On Mon, Jun 17, 2019 at 07:53:52PM +0000, Thomas via Digitalmars-d-learn wrote:
[...]
> int main()
> {
>     foreach(i;0 .. 10000)
>     {
>         int x;
>         // do something with x
>     }
>     return 0;
> }
> 
> Do I understand it right that the variable x will be created 10000
> times and destroyed at the end of the scope in each loop ? Or will it
> be 10000 overwritten by creation ?

If x were a heap-allocated object, then your concerns would be true: it
would be allocated once every iteration (and also add to the garbage
that the GC will have to collect later).

However, in this case x is an int, which is a value type. This means it
will be allocated on the stack, and allocation is as trivial as bumping
the stack pointer (practically zero cost), and deallocation is as simple
as bumping the stack pointer the other way. In fact, it doesn't even
have to bump the stack pointer between iterations, since it's obvious
from code analysis that x will always be allocated on the same position
of the stack relative to the function's call frame, so in the generated
machine code it can be as simple as just using that memory location
directly, and reusing the same location between iterations.

> I mean does it not cost the CPU some time to allocate (I know were
> talking here of nsec) but work is work. As far I know from my school
> days in assembler, allocation of memory is one of the most expensive
> instructions on the cpu.
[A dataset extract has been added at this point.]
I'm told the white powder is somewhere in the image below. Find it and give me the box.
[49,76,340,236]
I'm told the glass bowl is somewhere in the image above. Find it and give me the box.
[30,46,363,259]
Activate memory block, find some free place,
> reserve, return pointer to caller, and so on..

That's not entirely accurate.  It depends on how the allocation is done.
Allocation on the stack is extremely cheap,and consists literally of
adding some number (the size of the allocation) to a register (the stack
pointer) -- you cannot get much simpler than that.

Also, memory allocation on the heap is not "one of the most expensive
instructions".  The reason it's expensive is because it's not a single
instruction, but an entire subroutine of instructions to manage the
heap.  There is no CPU I know of that has a built-in instruction for
heap allocation.

> In my opinion this version should perform a little better:
> 
> int main()
> {
>     int x;
>     foreach(i;0 .. 10000)
>     {
>         x = 0; // reinitialize
>         // do something with x
>     }
>     return 0;
> }
> 
> Or do I miss something and there is an optimization by the compiler to
> avoid recreating/destroying the variable x 10000 times ?
[...]

What you wrote here is exactly how the compiler will emit the machine
code given your first code example above.  Basically all modern
optimizing compilers will implement it this way, and you never have to
worry about stack allocation being slow.

The only time you will have a performance problem is if x is a
heap-allocated object. In *that* case you will want to look into reusing
previous instances of the object between iterations.  But if x is a
value type (int, or struct, etc.), you don't have to worry about this at
all.

The first version of the code you have above is the preferred one,
because it makes the code clearer.

On a related note, in modern programming languages generally you should
be more concerned about the higher-level meaning of the code than worry
about low-level details like how instructions are generated, because
generally speaking the machine code generated by the compiler is highly
transformed from the original source code, and generally will not have a
1-to-1 mapping to the higher-level logical meaning of the code, i.e.,
the first version of the code *logically* allocates x at the beginning
of each iteration of the loop and deallocates it at the end, but the
actual generated machine code elides all of that because the compiler's
optimizer can easily see that it's a stack allocation that always ends
up in the same place, so none of the allocation/deallocation actually
needs to be represented as-is in the machine code.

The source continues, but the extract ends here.